Città del Vaticano (AsiaNews) - Stamattina, dalla finestra del Palazzo Apostolico Vaticano, papa Leone XIV, affacciato per la consueta recita domenicale dell’Angelus, ha ricordato il Capodanno lunare, “celebrato da miliardi di persone in Asia orientale e in altre parti del mondo”. La festa sarà il 17 febbraio 2026 e darà inizio all’Anno del Cavallo di Fuoco. “Questa gioiosa festa incoraggi a vivere con più intensità le relazioni familiari e l’amicizia; porti serenità nelle case e nella società”, ha detto Prevost.
“Sia occasione per guardare insieme al futuro costruendo pace e prosperità per tutti i popoli”, ha aggiunto. La celebrazione simboleggia l’arrivo della primavera e il giorno della Luna Nuova segna l’inizio dei prossimi dodici mesi. È una festa molto partecipata, vissuta come momento di incontro e solidarietà. “Con gli auguri per il nuovo Anno, esprimo a tutti il mio affetto, mentre invoco su ciascuno la benedizione del Signore”, ha continuato.

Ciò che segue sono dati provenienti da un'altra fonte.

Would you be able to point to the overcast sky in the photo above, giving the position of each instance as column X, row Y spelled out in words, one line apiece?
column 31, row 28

Il papa, dopo la recita della preghiera mariana, ha espresso vicinanza “alle popolazioni del Madagascar colpite, a poca distanza di tempo, da due cicloni, con inondazioni e frane”. Già si contano decine di vittime per il passaggio del ciclone Gaezani. Con venti fino a 250 km/h. Mentre Pechino ha annunciato aiuti per 100 milioni di yuan. “Prego per le vittime e i loro familiari e per quanti hanno subito gravi danni”, ha affermato papa Leone XIV.
Prima dell’Angelus, il vescovo di Roma ha commentato il Vangelo del giorno (Mt 5,17-37). Il brano dell’evangelista Matteo contiene parte del celebre “discorso della montagna” di Gesù. In esso, Cristo “rivela il vero significato dei precetti della Legge di Mosè”, che servono a “farci entrare nella relazione d’amore con Dio e con i fratelli”. “Per questo Gesù dice di non essere venuto ad abolire la Legge, ‘ma a dare il pieno compimento’”, ha detto papa Prevost.

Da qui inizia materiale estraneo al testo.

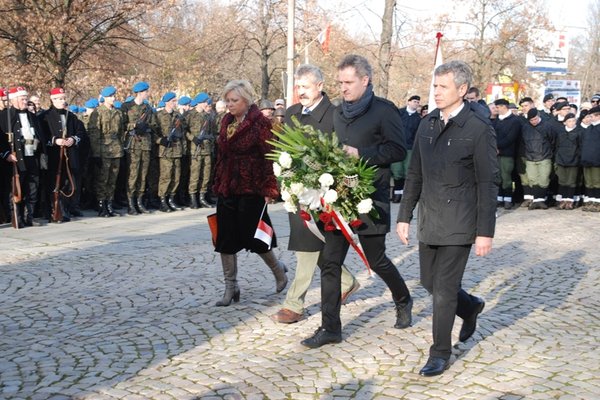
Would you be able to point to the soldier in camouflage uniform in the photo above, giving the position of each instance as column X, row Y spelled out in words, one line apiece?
column 141, row 125
column 201, row 136
column 106, row 132
column 185, row 107
column 170, row 139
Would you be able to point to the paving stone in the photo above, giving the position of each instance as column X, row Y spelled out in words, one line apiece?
column 89, row 314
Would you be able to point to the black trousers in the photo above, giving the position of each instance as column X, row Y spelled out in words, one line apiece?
column 442, row 269
column 330, row 261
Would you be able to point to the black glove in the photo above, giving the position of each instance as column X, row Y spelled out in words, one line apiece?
column 142, row 127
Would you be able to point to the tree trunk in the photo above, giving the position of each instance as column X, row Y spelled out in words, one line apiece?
column 385, row 55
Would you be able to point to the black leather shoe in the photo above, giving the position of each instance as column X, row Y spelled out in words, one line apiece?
column 321, row 337
column 434, row 366
column 403, row 314
column 470, row 323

“Il compimento della Legge è proprio l’amore, che ne realizza il significato profondo e lo scopo ultimo”, ha aggiunto. “Si tratta di acquisire una ‘giustizia superiore’ a quella degli scribi e dei farisei, una giustizia che non si limita a osservare i comandamenti, ma ci apre all’amore e ci impegna nell’amore”. Per spiegare ciò Gesù ricorre a un tipo di paradosso noto come antinomia. Una impostazione “molto importante”. Cioè, la presenza di due affermazioni contraddittorie, entrambe dimostrate o giustificate.

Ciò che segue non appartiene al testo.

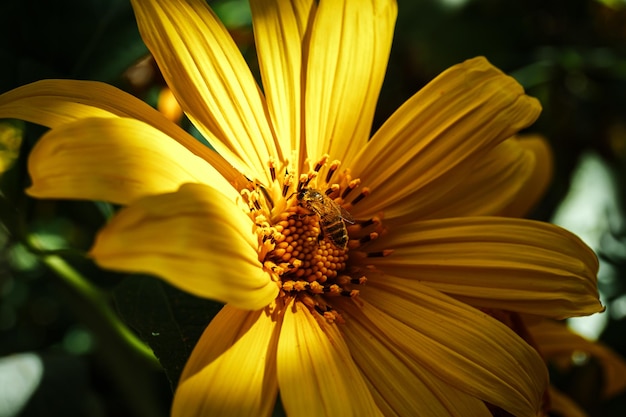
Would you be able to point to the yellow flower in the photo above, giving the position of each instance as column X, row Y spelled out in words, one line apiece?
column 249, row 224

“Gesù ci insegna che la vera giustizia è l’amore e che, dentro ogni precetto della Legge, dobbiamo cogliere un’esigenza d’amore”, ha spiegato Leone XIV. “Non basta non uccidere fisicamente una persona, se poi la uccido con le parole oppure non rispetto la sua dignità - ha aggiunto il pontefice -. Allo stesso modo, non basta essere formalmente fedele al coniuge e non commettere adulterio, se in questa relazione mancano la tenerezza reciproca, l’ascolto, il rispetto, il prendersi cura di lei o di lui e il camminare insieme in un progetto comune”. Sono esempi cui se ne possono aggiungere “altri”.
“Il Vangelo ci offre questo prezioso insegnamento: non serve una giustizia minima, serve un amore grande, che è possibile grazie alla forza di Dio”, ha aggiunto Prevost. Concludendo il commento con le seguenti parole: “Invochiamo insieme la Vergine Maria, che ha donato al mondo il Cristo, Colui che porta a compimento la Legge e il progetto della salvezza: Ella interceda per noi, ci aiuti a entrare nella logica del Regno di Dio e a vivere la sua giustizia”.